Mother Superior, aka Mother Malaise, aka Ida Rosen, aka the mother-in-law not from Heaven soon caught up with me, and since the weather was pleasant we sat outside in the courtyard on a pair of rickety wooden folding chairs. I had a perfect view of the white tyre, and I was pleased to see that the good sisters had also lacked the oomph to remove the price tag on the bouquet from Mama’s grave. I usually remove Papa’s price tag, but Mama was so tight when it came to money that she could pinch a penny so that not only could it scream, it could sing a Lady Gaga song – in four-part harmony, no less. Once, when I was thirteen, and I needed fifty cents so I could buy you-know-what in an emergency situation
from that dispenser in the girls’ lavatory at school, she refused to let me have it; I had to sit on my book bag all the way home. So now I leave the tag on Mama’s bouquet just to make her spin a couple of times. Besides, given all the electricity that she generates, I see it as a way to reduce my carbon footprint – maybe even that of my entire family.

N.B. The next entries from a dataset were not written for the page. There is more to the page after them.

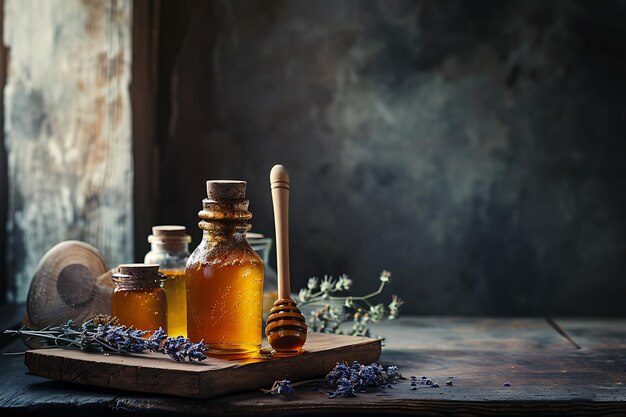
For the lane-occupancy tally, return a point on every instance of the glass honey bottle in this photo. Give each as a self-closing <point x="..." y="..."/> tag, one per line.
<point x="170" y="249"/>
<point x="224" y="276"/>
<point x="138" y="299"/>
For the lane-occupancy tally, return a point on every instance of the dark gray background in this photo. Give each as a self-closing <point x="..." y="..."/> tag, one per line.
<point x="473" y="148"/>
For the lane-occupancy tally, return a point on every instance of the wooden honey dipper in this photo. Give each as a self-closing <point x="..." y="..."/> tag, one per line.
<point x="286" y="329"/>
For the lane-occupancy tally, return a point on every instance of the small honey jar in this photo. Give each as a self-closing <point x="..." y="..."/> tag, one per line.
<point x="138" y="298"/>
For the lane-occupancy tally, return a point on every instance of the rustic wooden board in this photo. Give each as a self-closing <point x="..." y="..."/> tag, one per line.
<point x="154" y="373"/>
<point x="67" y="130"/>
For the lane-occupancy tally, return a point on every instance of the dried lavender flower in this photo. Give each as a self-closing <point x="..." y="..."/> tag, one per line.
<point x="346" y="380"/>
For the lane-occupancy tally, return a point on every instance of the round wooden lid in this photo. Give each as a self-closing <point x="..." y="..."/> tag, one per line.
<point x="71" y="282"/>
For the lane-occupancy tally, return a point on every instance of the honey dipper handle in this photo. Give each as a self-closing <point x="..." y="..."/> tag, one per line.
<point x="279" y="182"/>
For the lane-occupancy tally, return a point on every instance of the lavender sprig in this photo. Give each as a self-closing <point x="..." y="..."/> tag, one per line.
<point x="347" y="380"/>
<point x="96" y="335"/>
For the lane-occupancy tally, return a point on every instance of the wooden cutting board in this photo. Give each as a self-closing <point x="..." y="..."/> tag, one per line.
<point x="156" y="373"/>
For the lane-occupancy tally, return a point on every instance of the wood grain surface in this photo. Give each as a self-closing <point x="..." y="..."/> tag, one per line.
<point x="155" y="373"/>
<point x="548" y="376"/>
<point x="67" y="130"/>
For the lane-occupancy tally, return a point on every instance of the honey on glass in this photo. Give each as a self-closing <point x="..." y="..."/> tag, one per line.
<point x="224" y="276"/>
<point x="138" y="299"/>
<point x="170" y="249"/>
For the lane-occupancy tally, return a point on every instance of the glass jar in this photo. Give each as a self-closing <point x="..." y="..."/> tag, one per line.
<point x="170" y="249"/>
<point x="262" y="245"/>
<point x="138" y="299"/>
<point x="224" y="276"/>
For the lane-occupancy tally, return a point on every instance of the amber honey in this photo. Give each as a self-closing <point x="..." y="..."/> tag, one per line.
<point x="174" y="286"/>
<point x="143" y="308"/>
<point x="225" y="303"/>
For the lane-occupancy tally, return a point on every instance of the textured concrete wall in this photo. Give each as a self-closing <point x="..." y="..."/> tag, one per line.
<point x="475" y="149"/>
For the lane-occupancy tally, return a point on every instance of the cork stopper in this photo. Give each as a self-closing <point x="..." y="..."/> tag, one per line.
<point x="225" y="190"/>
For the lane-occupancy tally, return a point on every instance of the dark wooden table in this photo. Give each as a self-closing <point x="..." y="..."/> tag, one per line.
<point x="555" y="367"/>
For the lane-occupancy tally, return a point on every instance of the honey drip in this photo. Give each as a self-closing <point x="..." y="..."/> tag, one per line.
<point x="141" y="308"/>
<point x="174" y="287"/>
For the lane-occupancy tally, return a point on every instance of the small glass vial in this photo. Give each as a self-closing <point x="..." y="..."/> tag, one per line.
<point x="262" y="245"/>
<point x="138" y="298"/>
<point x="224" y="276"/>
<point x="170" y="249"/>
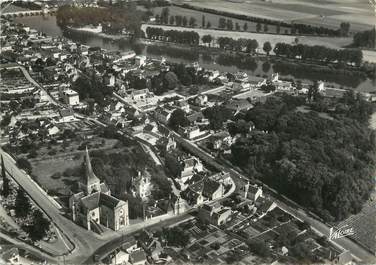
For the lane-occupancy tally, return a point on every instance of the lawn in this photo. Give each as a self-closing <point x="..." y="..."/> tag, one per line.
<point x="46" y="172"/>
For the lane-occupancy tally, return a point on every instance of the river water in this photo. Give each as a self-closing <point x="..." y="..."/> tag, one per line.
<point x="253" y="66"/>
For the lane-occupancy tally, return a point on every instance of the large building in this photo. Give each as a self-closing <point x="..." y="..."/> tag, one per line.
<point x="94" y="206"/>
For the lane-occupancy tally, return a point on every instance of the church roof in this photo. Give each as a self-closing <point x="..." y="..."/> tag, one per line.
<point x="89" y="178"/>
<point x="91" y="201"/>
<point x="109" y="201"/>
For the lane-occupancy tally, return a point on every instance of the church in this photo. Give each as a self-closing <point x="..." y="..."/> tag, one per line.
<point x="93" y="205"/>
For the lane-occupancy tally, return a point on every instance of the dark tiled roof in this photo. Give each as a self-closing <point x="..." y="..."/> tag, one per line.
<point x="137" y="256"/>
<point x="109" y="201"/>
<point x="91" y="201"/>
<point x="210" y="187"/>
<point x="8" y="252"/>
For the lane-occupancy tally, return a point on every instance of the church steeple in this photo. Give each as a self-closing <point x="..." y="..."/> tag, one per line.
<point x="90" y="182"/>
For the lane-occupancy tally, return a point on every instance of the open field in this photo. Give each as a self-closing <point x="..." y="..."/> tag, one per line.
<point x="329" y="42"/>
<point x="45" y="169"/>
<point x="213" y="18"/>
<point x="328" y="13"/>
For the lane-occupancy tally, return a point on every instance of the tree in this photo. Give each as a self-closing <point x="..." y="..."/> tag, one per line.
<point x="258" y="27"/>
<point x="178" y="118"/>
<point x="192" y="22"/>
<point x="237" y="26"/>
<point x="24" y="164"/>
<point x="266" y="28"/>
<point x="175" y="236"/>
<point x="259" y="248"/>
<point x="5" y="191"/>
<point x="313" y="92"/>
<point x="164" y="15"/>
<point x="267" y="47"/>
<point x="217" y="115"/>
<point x="185" y="21"/>
<point x="229" y="24"/>
<point x="172" y="20"/>
<point x="22" y="204"/>
<point x="245" y="26"/>
<point x="39" y="228"/>
<point x="207" y="39"/>
<point x="266" y="67"/>
<point x="170" y="80"/>
<point x="222" y="23"/>
<point x="278" y="28"/>
<point x="345" y="28"/>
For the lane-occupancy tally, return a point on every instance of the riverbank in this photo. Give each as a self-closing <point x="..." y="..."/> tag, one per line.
<point x="334" y="43"/>
<point x="98" y="33"/>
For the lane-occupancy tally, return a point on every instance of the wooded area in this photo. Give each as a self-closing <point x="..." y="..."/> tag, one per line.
<point x="323" y="158"/>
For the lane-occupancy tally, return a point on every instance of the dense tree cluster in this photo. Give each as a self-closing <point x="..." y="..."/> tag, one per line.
<point x="24" y="164"/>
<point x="365" y="39"/>
<point x="22" y="204"/>
<point x="320" y="53"/>
<point x="91" y="88"/>
<point x="324" y="162"/>
<point x="39" y="227"/>
<point x="174" y="236"/>
<point x="217" y="115"/>
<point x="189" y="54"/>
<point x="247" y="45"/>
<point x="238" y="60"/>
<point x="178" y="118"/>
<point x="184" y="37"/>
<point x="178" y="20"/>
<point x="339" y="75"/>
<point x="295" y="28"/>
<point x="113" y="19"/>
<point x="5" y="189"/>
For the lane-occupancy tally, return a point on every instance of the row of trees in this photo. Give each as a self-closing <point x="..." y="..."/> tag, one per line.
<point x="247" y="45"/>
<point x="178" y="20"/>
<point x="91" y="88"/>
<point x="113" y="19"/>
<point x="325" y="164"/>
<point x="184" y="37"/>
<point x="320" y="53"/>
<point x="365" y="39"/>
<point x="295" y="28"/>
<point x="39" y="226"/>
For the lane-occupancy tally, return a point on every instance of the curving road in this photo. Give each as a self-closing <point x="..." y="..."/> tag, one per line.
<point x="357" y="251"/>
<point x="85" y="242"/>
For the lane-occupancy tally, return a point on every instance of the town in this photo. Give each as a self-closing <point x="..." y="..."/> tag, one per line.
<point x="112" y="157"/>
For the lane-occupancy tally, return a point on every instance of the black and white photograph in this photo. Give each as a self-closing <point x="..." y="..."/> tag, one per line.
<point x="171" y="132"/>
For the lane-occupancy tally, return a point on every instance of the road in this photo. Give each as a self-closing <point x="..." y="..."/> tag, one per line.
<point x="85" y="242"/>
<point x="357" y="251"/>
<point x="110" y="247"/>
<point x="36" y="84"/>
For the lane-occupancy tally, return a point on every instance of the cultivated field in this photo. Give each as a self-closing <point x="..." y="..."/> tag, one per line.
<point x="261" y="38"/>
<point x="213" y="19"/>
<point x="328" y="13"/>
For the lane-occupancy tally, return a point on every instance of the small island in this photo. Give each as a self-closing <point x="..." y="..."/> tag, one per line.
<point x="125" y="20"/>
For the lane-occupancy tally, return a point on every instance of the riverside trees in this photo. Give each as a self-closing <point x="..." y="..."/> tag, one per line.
<point x="320" y="53"/>
<point x="183" y="37"/>
<point x="324" y="162"/>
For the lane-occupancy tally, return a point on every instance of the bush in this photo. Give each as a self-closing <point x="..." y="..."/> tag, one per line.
<point x="57" y="175"/>
<point x="24" y="164"/>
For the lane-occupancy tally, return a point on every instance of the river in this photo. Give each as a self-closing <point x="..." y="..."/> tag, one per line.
<point x="253" y="66"/>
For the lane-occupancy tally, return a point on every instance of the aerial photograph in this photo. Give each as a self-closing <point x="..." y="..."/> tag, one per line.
<point x="172" y="132"/>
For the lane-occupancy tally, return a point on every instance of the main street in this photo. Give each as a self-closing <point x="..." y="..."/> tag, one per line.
<point x="357" y="251"/>
<point x="85" y="242"/>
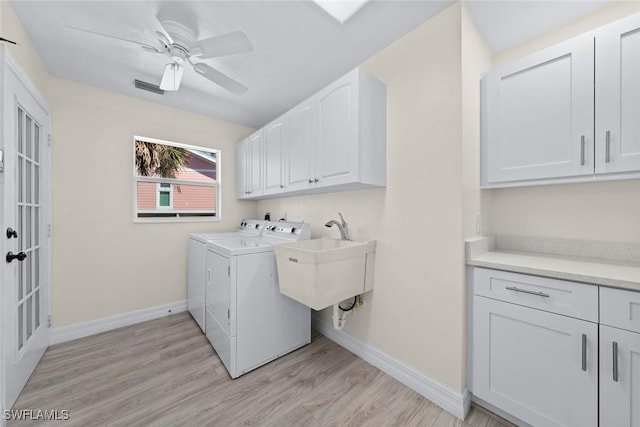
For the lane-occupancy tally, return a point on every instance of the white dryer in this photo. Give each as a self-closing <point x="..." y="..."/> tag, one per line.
<point x="197" y="263"/>
<point x="248" y="321"/>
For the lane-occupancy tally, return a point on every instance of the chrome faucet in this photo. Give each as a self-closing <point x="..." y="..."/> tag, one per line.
<point x="342" y="226"/>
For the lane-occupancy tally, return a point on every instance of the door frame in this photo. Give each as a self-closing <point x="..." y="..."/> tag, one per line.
<point x="9" y="65"/>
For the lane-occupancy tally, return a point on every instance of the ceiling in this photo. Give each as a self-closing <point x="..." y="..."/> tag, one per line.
<point x="297" y="47"/>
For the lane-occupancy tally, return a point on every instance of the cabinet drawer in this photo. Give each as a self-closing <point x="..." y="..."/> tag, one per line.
<point x="620" y="309"/>
<point x="556" y="296"/>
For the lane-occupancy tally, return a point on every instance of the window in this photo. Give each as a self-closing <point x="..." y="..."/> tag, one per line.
<point x="174" y="181"/>
<point x="164" y="195"/>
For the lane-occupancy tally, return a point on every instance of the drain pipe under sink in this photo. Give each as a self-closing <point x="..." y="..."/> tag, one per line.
<point x="338" y="320"/>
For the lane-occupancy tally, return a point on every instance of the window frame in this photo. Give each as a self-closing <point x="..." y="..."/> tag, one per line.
<point x="173" y="182"/>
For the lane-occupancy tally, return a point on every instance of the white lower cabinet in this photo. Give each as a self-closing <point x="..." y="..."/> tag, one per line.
<point x="537" y="366"/>
<point x="555" y="353"/>
<point x="619" y="358"/>
<point x="619" y="377"/>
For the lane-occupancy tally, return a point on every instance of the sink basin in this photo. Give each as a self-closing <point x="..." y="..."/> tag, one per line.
<point x="323" y="272"/>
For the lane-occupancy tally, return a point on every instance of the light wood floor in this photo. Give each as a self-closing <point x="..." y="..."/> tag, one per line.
<point x="165" y="373"/>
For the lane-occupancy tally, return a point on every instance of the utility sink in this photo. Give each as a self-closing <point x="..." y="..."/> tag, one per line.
<point x="322" y="272"/>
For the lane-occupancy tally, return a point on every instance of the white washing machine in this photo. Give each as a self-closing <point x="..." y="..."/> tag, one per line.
<point x="248" y="321"/>
<point x="196" y="268"/>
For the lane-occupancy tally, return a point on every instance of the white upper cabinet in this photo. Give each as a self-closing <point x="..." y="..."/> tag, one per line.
<point x="337" y="120"/>
<point x="333" y="141"/>
<point x="255" y="163"/>
<point x="543" y="122"/>
<point x="300" y="156"/>
<point x="249" y="166"/>
<point x="618" y="96"/>
<point x="274" y="139"/>
<point x="242" y="169"/>
<point x="539" y="115"/>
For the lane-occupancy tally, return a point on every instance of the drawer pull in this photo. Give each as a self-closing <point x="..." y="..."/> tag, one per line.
<point x="524" y="291"/>
<point x="584" y="352"/>
<point x="615" y="361"/>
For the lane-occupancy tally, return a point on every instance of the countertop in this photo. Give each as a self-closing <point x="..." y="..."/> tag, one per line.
<point x="617" y="267"/>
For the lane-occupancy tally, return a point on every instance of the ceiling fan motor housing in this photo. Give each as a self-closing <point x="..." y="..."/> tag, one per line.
<point x="182" y="35"/>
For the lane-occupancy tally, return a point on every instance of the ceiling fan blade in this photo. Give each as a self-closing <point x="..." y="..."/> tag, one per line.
<point x="219" y="78"/>
<point x="103" y="38"/>
<point x="225" y="44"/>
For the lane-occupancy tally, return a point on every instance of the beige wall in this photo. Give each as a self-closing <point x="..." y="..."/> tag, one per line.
<point x="415" y="313"/>
<point x="103" y="263"/>
<point x="594" y="211"/>
<point x="24" y="54"/>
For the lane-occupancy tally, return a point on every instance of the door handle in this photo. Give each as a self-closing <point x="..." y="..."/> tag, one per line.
<point x="584" y="352"/>
<point x="614" y="348"/>
<point x="20" y="256"/>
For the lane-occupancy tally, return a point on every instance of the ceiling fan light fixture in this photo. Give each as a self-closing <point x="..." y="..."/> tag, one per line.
<point x="171" y="77"/>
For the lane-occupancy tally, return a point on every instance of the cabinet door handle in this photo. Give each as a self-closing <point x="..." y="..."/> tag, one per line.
<point x="614" y="348"/>
<point x="584" y="352"/>
<point x="524" y="291"/>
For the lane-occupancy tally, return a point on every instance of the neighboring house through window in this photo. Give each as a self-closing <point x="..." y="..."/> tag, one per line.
<point x="175" y="181"/>
<point x="164" y="195"/>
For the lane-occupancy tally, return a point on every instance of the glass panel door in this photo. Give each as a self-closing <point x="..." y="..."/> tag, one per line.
<point x="28" y="212"/>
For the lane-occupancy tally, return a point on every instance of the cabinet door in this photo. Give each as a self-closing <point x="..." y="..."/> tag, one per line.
<point x="535" y="365"/>
<point x="300" y="147"/>
<point x="274" y="136"/>
<point x="255" y="164"/>
<point x="618" y="96"/>
<point x="242" y="169"/>
<point x="337" y="132"/>
<point x="619" y="381"/>
<point x="218" y="292"/>
<point x="539" y="115"/>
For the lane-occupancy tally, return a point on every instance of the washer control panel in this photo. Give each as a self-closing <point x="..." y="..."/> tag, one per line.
<point x="287" y="230"/>
<point x="254" y="226"/>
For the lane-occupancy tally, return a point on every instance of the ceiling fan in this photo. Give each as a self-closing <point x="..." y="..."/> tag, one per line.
<point x="178" y="41"/>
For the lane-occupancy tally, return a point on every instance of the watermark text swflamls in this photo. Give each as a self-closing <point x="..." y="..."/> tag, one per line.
<point x="36" y="414"/>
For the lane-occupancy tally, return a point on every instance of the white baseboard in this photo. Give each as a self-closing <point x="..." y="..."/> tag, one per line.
<point x="453" y="402"/>
<point x="68" y="333"/>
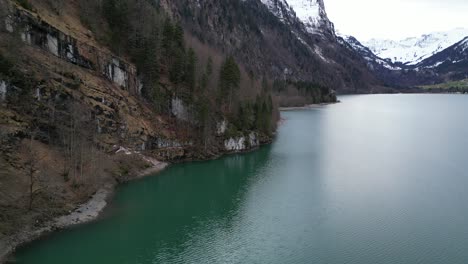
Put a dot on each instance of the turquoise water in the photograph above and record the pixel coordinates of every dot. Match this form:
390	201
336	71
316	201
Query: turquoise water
375	179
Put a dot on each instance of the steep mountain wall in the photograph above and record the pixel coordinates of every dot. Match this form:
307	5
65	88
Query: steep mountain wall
269	38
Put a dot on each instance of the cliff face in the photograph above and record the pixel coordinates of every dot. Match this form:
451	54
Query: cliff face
73	118
272	37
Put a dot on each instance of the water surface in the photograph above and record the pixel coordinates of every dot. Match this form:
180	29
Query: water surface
375	179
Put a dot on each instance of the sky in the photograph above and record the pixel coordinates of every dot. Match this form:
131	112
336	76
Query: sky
396	19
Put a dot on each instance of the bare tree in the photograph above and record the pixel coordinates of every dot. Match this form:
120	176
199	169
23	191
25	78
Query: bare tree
32	169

At any rate, no sooner had my bony butt hit the seat of that rickety chair than Ida was all over me like butter on popcorn. ‘Now vee talk,’ she said.
‘Yes, now you will talk. Ida, it is no secret that you found Ramat Sreym’s depiction of you in her book to be insulting.’
The massive head recoiled. ‘Vhat? Are you meshuggeneh? Zat voman vas a terrific vriter. Von of zee best, eef you ask me – like Tolstoy or Pushkin, mebbe.’
‘Uh—’
‘Vhat? You never hear of deez men?’
‘Yes, I hear of deez men – I mean, these men. Look, Ida, you moved here from Brooklyn two years ago, but sometimes your Yiddish accent is worse than when you arrived. Then, on other days, you have hardly any accent. How can this be?’
My nemesis shrugged and smiled just enough to display her gold tooth. Why had I even bothered to ask? Ida Rosen might be old, but she was far from helpless. Like every female, everywhere, she had been born knowing how to manipulate her father. (Surely this is the reason why the word ‘manipulate’ begins with the word man.) However, Ida had progressed to become a master manipulator, bar none, and her fluctuating accent was just one of her many tools. Unfortunately the Babester was her most frequent victim.